Half an hour later, Higiya Hachiman, who threw the two girls on the sofa, pushed the non-existent glasses on the bridge of his nose expressionlessly.

"Huh, the effect of sleeping pills is really not to be underestimated..."

"Huh, mortal..."

………………

"This wig is...white."

It is about ten o'clock in the morning. In a dark corner of Chiba, two men in women's kimonos are squatting and whispering.

"Bachan, don't you think your dead fish eyes and face shape are more compatible with white hair?"

Miss Wig's face is coated with a thin white face, her lips are blushing, just like a female ghost. At this time, she raises her eyebrows gracefully, dismissively appraising her companion's appreciation level.

"I really envy, Gui, your long hair can be so smooth..."

Putting a white wig with a double ponytail on his head, and twisting his head, the double ponytail swept across Kotaro Katsura's face.

"Not Gui! It's a wig!"

A man in a pink kimono looked serious: "I think Chiba is better for today's action."

"Well, Chiba, it doesn't matter, few people know me anyway."

"——I always have an ominous premonition."

"You think too much, oh oh, then go now, wig!"

Chapter 15 Who will help me pull Zhou Shuren aside

As the saying goes, authors who don’t want to be salted fish are not good editors, and Taoists who don’t want to be priests are not good monks.

Now I can add another sentence: Boys who don't want to be pseudo-mothers are not good protagonists.

I know that there is such a place, called a pseudo-mother custom shop.

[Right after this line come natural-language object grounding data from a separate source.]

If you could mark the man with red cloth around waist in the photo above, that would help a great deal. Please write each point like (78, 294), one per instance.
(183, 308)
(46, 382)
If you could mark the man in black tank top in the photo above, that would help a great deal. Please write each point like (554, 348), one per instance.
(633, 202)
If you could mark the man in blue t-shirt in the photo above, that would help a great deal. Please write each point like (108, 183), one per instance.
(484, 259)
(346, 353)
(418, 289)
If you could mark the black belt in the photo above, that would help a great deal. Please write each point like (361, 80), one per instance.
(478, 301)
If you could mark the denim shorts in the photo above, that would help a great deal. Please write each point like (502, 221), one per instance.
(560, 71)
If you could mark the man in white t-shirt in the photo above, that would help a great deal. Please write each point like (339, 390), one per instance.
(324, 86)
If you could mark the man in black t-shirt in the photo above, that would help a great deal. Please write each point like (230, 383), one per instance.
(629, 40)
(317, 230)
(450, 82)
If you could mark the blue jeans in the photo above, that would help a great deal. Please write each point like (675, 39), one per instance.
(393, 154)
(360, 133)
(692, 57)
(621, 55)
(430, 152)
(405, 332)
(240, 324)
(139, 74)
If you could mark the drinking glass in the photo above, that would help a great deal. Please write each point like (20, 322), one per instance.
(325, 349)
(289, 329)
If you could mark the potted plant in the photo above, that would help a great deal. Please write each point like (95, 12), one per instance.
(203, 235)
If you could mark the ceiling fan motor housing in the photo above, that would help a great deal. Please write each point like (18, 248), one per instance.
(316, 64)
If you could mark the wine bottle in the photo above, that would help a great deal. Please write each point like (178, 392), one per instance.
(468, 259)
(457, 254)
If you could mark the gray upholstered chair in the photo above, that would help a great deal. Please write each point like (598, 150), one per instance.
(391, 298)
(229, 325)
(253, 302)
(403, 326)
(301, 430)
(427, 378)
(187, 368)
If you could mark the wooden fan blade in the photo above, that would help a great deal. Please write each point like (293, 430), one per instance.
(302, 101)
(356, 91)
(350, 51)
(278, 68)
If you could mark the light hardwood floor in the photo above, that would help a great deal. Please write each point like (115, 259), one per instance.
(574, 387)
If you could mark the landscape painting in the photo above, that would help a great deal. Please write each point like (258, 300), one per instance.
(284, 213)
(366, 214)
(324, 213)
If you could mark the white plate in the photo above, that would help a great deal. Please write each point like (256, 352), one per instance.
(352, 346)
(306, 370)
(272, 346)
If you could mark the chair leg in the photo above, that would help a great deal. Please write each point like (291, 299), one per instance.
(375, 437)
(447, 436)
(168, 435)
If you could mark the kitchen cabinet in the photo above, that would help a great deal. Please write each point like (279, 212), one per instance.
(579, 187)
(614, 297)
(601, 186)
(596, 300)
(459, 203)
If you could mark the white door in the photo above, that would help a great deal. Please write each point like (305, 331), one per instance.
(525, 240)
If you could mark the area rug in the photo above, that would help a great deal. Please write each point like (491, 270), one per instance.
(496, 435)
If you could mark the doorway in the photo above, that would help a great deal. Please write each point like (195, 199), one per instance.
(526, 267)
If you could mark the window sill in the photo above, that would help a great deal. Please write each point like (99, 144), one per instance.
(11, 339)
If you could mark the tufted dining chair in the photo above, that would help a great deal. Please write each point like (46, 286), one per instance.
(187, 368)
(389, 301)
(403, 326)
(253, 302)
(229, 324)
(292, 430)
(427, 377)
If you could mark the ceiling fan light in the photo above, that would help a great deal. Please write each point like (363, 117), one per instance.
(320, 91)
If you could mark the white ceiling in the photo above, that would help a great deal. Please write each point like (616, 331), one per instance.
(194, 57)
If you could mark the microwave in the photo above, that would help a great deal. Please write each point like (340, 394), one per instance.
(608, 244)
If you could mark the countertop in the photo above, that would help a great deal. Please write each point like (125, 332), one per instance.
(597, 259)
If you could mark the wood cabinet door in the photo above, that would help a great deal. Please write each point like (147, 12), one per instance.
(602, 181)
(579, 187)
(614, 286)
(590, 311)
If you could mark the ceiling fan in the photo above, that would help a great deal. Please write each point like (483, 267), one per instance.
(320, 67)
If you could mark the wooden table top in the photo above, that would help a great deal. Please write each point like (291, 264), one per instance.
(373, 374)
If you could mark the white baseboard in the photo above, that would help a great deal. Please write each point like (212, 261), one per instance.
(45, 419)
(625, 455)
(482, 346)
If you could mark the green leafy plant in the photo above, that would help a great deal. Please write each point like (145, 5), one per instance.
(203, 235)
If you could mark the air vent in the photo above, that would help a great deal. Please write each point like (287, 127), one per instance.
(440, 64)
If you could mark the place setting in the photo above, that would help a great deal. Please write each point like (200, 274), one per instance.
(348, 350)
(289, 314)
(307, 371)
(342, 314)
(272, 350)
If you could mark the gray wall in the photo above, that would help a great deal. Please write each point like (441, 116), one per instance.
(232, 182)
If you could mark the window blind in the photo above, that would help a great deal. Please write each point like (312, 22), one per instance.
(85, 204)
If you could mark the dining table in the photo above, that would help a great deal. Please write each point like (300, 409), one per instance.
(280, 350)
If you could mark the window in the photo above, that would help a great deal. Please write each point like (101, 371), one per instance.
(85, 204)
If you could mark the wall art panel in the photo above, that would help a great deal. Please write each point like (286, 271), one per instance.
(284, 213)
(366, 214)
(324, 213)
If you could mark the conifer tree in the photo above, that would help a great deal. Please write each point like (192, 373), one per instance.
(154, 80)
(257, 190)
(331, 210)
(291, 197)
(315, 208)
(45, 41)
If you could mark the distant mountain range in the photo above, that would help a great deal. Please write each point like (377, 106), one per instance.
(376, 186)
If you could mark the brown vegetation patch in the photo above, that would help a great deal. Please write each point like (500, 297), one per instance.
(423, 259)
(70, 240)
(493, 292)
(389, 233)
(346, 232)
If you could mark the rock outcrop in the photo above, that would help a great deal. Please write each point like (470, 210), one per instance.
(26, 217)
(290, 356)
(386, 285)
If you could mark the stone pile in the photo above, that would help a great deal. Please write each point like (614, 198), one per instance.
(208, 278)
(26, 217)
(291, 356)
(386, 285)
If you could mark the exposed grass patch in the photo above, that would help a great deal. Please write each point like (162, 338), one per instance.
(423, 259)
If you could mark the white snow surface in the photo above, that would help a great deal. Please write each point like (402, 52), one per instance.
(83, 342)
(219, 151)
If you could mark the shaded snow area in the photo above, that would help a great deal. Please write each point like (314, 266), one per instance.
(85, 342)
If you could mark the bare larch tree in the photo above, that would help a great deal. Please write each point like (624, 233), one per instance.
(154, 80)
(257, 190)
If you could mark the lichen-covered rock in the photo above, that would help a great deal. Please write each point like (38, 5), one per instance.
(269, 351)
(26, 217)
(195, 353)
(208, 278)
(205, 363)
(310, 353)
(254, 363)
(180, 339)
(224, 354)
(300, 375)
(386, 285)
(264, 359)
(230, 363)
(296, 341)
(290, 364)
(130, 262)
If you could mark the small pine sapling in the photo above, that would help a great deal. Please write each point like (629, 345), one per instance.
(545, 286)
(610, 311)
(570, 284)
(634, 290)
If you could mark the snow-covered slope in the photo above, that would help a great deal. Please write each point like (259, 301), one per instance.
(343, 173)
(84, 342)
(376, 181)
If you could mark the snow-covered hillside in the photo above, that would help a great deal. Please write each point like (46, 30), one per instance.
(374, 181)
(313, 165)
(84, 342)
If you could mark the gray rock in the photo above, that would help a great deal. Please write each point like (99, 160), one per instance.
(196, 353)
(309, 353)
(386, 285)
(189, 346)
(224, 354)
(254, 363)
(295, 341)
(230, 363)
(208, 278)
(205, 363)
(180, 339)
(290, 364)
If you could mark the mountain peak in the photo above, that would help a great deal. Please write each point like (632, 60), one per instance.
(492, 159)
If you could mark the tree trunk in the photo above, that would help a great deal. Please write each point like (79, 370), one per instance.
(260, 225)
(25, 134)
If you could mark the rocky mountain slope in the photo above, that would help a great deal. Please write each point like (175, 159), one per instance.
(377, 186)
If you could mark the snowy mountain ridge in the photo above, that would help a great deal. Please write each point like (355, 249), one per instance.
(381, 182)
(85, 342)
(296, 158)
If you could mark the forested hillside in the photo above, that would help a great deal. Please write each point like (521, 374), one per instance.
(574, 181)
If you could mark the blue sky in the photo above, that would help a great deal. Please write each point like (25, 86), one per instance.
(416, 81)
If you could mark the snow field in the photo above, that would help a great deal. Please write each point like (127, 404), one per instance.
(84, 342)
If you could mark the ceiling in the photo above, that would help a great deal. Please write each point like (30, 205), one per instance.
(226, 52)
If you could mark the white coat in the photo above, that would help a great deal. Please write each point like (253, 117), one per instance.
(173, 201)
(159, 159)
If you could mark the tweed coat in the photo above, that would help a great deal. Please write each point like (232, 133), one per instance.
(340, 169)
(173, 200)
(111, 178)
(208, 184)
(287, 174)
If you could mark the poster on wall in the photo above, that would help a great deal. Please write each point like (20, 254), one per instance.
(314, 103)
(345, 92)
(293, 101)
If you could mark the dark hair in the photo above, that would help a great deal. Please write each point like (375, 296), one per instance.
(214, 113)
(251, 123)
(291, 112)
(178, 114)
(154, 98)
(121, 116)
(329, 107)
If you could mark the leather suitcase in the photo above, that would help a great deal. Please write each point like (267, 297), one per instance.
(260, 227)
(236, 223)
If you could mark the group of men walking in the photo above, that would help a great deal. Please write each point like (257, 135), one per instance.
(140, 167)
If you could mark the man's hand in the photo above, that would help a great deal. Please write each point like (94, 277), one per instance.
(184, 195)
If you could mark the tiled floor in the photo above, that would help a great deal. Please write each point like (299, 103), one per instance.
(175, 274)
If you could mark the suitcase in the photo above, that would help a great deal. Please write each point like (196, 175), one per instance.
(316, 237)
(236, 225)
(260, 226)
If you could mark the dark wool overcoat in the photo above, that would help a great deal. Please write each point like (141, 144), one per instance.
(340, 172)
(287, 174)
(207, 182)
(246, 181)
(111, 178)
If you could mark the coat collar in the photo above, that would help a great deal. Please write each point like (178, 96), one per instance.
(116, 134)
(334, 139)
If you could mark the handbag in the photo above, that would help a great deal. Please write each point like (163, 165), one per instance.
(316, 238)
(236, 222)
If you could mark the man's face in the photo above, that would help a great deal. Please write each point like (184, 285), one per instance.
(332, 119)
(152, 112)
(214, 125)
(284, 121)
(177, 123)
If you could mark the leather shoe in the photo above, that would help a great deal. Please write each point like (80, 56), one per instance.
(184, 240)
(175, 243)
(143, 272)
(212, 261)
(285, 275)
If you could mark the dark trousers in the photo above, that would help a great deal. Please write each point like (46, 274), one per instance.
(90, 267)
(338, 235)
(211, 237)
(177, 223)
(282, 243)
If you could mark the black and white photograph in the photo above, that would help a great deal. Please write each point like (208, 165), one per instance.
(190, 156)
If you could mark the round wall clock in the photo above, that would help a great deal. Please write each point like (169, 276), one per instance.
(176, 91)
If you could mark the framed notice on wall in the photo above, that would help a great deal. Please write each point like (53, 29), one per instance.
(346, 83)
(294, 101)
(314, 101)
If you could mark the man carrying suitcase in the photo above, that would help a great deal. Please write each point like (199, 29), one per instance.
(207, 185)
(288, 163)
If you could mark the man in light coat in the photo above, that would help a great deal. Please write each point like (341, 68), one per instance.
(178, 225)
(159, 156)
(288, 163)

Keke, yes, you can tell by the name-it's a good place.

Because in Japan, the most concentrated gay culture is not Akihabara, but Ikebukuro in Tokyo.

One of them is called—ah, it doesn’t matter what the name is, anyway, I don’t want to remember this kind of place where the wind screams after the ticket is finished. In short, it is a new and relatively small-scale pseudo-mother custom shop.

Of course, making money doesn't have to go so far, Chiba just happens to have one such branch.

What I know is this kind of general information. Because Gui can change clothes quickly, he disguised himself as a questionnaire and conducted a so-called "grass chicken stick" questionnaire on the bald fat man who just came out of the store...

The grass chicken stick means the senior client's-cough!

Whether it's a hen or a rooster or a rooster that lays eggs-cough cough cough!

Oh my god, what am I talking about!

The information obtained is roughly like this.

The staff inside are basically divided into two types, one is responsible for chatting, drinking, and cleaning, and the other is responsible for undressing.

According to the bald man who did not want to be named, who seemed to be very afraid of the inside, there were a lot of custom girls who had taken a and v. Yes, he had seen them all on the screen...

And in the more thoughtful category, some will pick up female guests...

Well, it's normal.

Of course, some only pick up men...

This, it can only be said that they prefer to make money and not to ship, which is normal, right?

...I always feel how these people solve the problem of going to the toilet in their lives after retirement.

Of course, the last service is "both sides"-have you heard of a USB splitter?

"He said, if the skills are in place, those men--no, the cute boys can't help but call out!"

Hachiko Biqigu looked at the long-haired man squatting in front of him with a subtle look. He narrowed his eyes and turned into crucian eyes: "I said, look at your face and want to change the subject. Just now That fat man--no, I mean the man who seemed to have a big stomach and was very smart said something else to you?"